What to Wear to a Job Interview in 2026 (Every Dress Code)
By
Ethan Fahey
•

AI has reshaped hiring workflows between 2020 and 2026, automating scheduling, filtering candidates through ATS systems, and improving matching with AI-driven tools. But even with all that progress, first impressions still matter. Interviewers often form an initial opinion within seconds, which means candidates need to present themselves with what you might call “low-friction professionalism.” For AI engineers, ML researchers, infrastructure engineers, and LLM specialists, that usually translates to clean, intentional attire that signals good judgment without drawing attention away from your technical expertise.
Expectations can vary depending on the environment. For example, remote-first AI labs, hybrid big tech offices, and fast-moving startups all have slightly different norms, but the goal is consistent: let your skills stand out, not your outfit. Platforms like Fonzi AI see this play out across hundreds of interview processes, helping match vetted candidates with vetted companies and providing insight into what actually works in practice. By combining hiring data with real-world outcomes, Fonzi helps both candidates and recruiters reduce guesswork and focus on high-signal interactions. The rest of this article breaks down specific, practical outfit formulas so you can prepare the night before your next interview.
Key Takeaways
Interview outfits in 2026 must align with the company’s dress code, role seniority, and whether the interview is virtual or onsite; there’s no universal formula.

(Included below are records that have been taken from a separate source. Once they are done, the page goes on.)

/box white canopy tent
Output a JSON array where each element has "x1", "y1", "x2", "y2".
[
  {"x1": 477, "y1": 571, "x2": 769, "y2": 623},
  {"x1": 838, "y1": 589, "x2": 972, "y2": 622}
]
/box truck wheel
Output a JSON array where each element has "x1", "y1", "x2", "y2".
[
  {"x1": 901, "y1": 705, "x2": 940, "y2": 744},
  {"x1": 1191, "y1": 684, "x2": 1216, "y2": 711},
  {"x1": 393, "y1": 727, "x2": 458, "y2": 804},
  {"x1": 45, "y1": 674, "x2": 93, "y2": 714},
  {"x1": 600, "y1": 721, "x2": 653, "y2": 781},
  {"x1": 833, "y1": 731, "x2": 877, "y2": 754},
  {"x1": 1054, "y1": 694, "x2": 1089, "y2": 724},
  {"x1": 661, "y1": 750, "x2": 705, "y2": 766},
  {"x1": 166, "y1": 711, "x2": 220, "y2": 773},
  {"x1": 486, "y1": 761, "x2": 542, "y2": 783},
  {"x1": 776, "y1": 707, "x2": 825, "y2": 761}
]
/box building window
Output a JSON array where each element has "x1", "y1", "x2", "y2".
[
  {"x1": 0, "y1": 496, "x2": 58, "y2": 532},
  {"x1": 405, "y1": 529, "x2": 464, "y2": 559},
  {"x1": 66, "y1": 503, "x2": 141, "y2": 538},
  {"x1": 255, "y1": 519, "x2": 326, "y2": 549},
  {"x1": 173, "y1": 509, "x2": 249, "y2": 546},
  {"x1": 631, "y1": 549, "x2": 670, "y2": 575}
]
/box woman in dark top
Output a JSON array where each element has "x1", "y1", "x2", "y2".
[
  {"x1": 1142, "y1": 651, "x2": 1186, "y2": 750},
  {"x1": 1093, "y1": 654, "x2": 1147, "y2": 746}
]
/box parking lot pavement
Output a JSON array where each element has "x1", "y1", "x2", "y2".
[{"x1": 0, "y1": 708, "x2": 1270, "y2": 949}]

For AI and ML roles, interviewers care about signal and clarity. Your interview outfit should be simple, clean, and non-distracting so the focus stays on your portfolio, GitHub, and system design skills.
When in doubt, dress one notch more formal than what current employees wear. Check LinkedIn profile photos, engineering blogs, or conference talks from recent years to calibrate.
Fonzi is a curated talent marketplace for AI engineers, ML researchers, infra engineers, and LLM specialists that uses AI to reduce noise and bias in hiring, not to replace human judgment.
How to Decode a Company’s Dress Code Before the Interview
Guessing is unnecessary in 2026. You can triangulate a company’s dress code in 15–20 minutes of targeted research.
Start by checking recent engineering team photos on the company’s website, blog, and LinkedIn posts from 2024–2026. Pay attention to what senior engineers, tech leads, and VPs actually wear, not interns at a happy hour. Search YouTube or conference sites for talks by the company’s CTO, Head of AI, or Principal Engineer to see stage outfits and extrapolate norms.
You can also email or message your recruiter with a concrete question: “For context, what do engineers typically wear onsite? I’d like to match the culture.” This shows professionalism, not weakness.
Additional research channels:
Glassdoor and Blind for employee insights
Team GitHub profile photos for additional signal
The company’s location matters, as an SF startup differs from a London fintech
If the company is on Fonzi, the platform shares dress-code notes in the role brief so candidates don’t waste energy decoding expectations. This eliminates guesswork entirely.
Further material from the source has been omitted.